Congress has never passed a statute authorizing the Fed to require banks to perform climate stress tests. In fact, Powell’s proposal calls to mind Operation Choke Point, the Obama administration’s unlawful policy of pressuring banks to deny credit to legal enterprises such a coin dealers, gun dealers, and payday lenders. In a March 2021 Senate Banking Committee hearing, American Enterprise Institute economist Benjamin Zycher cautioned:

Proposals that the Federal Reserve enforce a mandate that financial institutions evaluate climate “risks” represent a blatant effort to distort the allocation of capital away from economic sectors disfavored by certain political interest groups pursuing ideological agendas. This would represent the return of Operation Choke Point, a past attempt to politicize access to credit, one deeply corrosive of our legal and constitutional institutions.

At this week’s hearing, Ranking Member Sen. Patrick Toomey (R-PA) put Powell on notice that he was playing with fire. The Fed, Toomey explained, operates on the basis of an implicit bargain: The Fed enjoys “political independence” provided it engages solely “in areas in which it has a mandate.” Toomey continued:

The Fed does not have a mandate to advance politically-charged causes that are irrelevant to its mandate, like addressing global warming or advancing so-called racial justice. … Let me be clear—if this politicization continues unchecked—it will not end well for the Fed or for independently driven monetary policy. As the Fed’s leader, I hope you take this seriously and rein it in to protect the Fed’s legitimacy and independence.

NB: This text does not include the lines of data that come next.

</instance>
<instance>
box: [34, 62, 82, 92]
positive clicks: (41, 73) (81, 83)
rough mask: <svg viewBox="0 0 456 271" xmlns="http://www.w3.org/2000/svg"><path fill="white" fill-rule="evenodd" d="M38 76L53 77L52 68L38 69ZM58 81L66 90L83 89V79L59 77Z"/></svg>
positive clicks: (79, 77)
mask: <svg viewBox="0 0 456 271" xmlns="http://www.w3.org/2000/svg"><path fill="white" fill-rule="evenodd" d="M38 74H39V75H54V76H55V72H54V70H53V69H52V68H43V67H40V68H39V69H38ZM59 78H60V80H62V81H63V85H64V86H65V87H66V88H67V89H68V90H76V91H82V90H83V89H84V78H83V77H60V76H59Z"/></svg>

There is one stress test that would align with the Fed’s statutory objectives—a test assessing the financial risks to borrowers and, thus, to banks from inflation induced by $3 trillion-per-year federal deficit spending. Not that I would support such a mandate, but at least a stress test organized around the concepts of deficit spending and inflation would lend substance to the Fed’s reputed political independence, and it might induce other Democratic senators to acknowledge the fiscal responsibility concerns raised by Joe Manchin (WV) and Kyrsten Sinema (AZ).

In any event, substituting climate goals for the Fed’s traditional focus on economic growth and price stability is a bigger threat to U.S. financial stability than climate change. For example, the Journal observes, “One irony is that government anti-carbon policies are driving what some economists call ‘greenflation’—an increase in commodity and energy prices on everything from oil and gas to lithium and copper.” Greenflation has two causes:

Investment in fossil fuels has fallen sharply even though consumer demand hasn’t. Behold Europe’s climate crack-up, which has resulted in soaring energy costs. Meantime, government policies have boosted demand for green energy, but the supply of minerals needed to make batteries for electric cars, solar panels and wind turbines is lagging, driving prices higher.

Climate policy depresses fossil fuel supply relative to consumer demand while ramping up industrial demand for energy transition minerals (such as lithium, cobalt, copper, and rare earths) relative to supply. Climate policy also decreases the supply of fossil energy faster than it increases the supply of renewable energy.

Those results should surprise no one. The mining and processing infrastructure required to replace a fuel-intensive with a mineral-intensive energy system do not yet exist. Nor does an efficient permitting system capable of speedily approving billion-dollar mining projects and thousands of new wind and solar facilities.

Biden promises a prosperous transition from fossil fuels to renewables. So far, it has been a transition from abundant and affordable to scarce and unaffordable fossil fuels. Climate policy is also making America more reliant on OPEC for hydrocarbons and China for energy transition minerals.

Is there no one at the Fed, or in the administration, who sees the professional reputation risk in taking ownership of an economically ruinous, unlawful, and unsustainable agenda?